TDB to approach HC seeking more autonomy in spending for projects

A project worth Rs four crore to renovate the pond at Ganapathi Temple, Kottarakara has been pending with the audit department for the past three years.
Travancore Devaswom Board will approach the High Court seeking more autonomy in spending funds for development initiatives.
Travancore Devaswom Board will approach the High Court seeking more autonomy in spending funds for development initiatives.(File Photo)

THIRUVANANTHAPURAM : The Travancore Devaswom Board (TDB) will approach the High Court seeking more autonomy in spending funds for development initiatives.

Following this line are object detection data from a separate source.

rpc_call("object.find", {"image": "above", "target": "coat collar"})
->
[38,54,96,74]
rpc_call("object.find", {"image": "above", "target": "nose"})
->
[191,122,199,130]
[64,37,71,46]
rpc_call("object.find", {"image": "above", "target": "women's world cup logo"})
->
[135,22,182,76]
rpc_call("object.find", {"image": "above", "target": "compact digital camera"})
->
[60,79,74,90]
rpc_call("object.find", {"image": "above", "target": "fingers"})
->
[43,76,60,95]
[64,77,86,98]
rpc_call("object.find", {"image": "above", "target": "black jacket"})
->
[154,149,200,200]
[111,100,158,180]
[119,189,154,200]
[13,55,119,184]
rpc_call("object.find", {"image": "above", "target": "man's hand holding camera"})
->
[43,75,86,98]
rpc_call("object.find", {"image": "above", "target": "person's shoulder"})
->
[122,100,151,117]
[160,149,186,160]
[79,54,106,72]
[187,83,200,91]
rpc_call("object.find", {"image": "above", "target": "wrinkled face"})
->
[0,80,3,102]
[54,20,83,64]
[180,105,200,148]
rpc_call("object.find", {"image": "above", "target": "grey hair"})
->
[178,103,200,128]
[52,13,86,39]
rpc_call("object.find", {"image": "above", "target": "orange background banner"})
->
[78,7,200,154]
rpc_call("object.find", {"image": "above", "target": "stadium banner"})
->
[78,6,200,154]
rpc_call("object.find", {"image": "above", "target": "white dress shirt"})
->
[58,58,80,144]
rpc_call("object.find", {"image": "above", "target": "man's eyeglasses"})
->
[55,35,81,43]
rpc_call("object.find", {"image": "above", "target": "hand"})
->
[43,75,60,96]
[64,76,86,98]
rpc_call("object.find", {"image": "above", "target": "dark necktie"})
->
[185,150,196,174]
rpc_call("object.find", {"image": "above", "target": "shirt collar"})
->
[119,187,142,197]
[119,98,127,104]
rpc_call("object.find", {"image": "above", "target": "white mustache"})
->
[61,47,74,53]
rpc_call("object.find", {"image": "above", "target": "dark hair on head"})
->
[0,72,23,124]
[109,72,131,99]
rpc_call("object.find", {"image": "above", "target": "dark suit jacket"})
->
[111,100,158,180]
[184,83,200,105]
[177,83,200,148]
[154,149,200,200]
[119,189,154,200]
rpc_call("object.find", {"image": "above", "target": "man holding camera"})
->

At present, the board requires prior sanction from the Devaswom Ombudsman, state audit department and the High Court to implement projects that cost more than Rs 20 lakh.

A highly placed source in the TDB said the delay in getting clearance from the three institutions is affecting development works.

“The Rs 20 lakh ceiling is applicable for all works except those related to the sanctum sanctorum at temples. In effect, the board has the authority to sanction projects that cost Rs 17 lakh only, because Rs 3 lakh is the GST component,” he said.

The cap on spending came into effect in early 2000. Initially it was for Rs 5 lakh and was raised to Rs 20 lakh in 2016. The board will now request the HC to raise the cap to Rs 50 lakh.

The cumbersome clearance process delayed several development projects, according to the board. A project worth Rs four crore to renovate the pond at Ganapathi Temple, Kottarakara has been pending with the audit department for the past three years. “Recently, the board members faced the ire of the local people during a visit to the temple. People think the delay is due to the apathy of the board. Wonder why the court puts extraordinary restrictions on devaswom boards while other government institutions do not face this issue,” the source said.

According to the board, the audit department makes inordinate delays in vetting projects. “The estimate for a development work is prepared by the TDB’s engineering section. After the board gives administrative sanction, the work is e-tendered. The lowest bid would be forwarded to the ombudsman. After his clearance it is forwarded to the audit department and the court,” the source said.

“The audit department usually sends a set of queries on the proposal. In most cases, when the answers are received, they would send fresh queries. Most of the projects took upto seven months to get clearance,” he said. “There were many cases in which the bidder dropped the work citing cost escalation during the period,” he added.

The renovation of the Sabari Guest House at Sabarimala is another ‘casualty’ of this cumbersome procedure. Three years ago, a Hyderabad-based sponsor had submitted a proposal worth Rs 3.4 crore. But the court objected to it citing the sponsor’s demand to get a few rooms free of cost during the pilgrimage season every year. Following the court’s direction, the board submitted its own development plan worth Rs 1.7 crore. “The proposal vetted by the ombudsman and audit department was objected to by the High Court. The judges then visited the guest house to get first-hand information. We are awaiting a direction from the court this week,” the source said.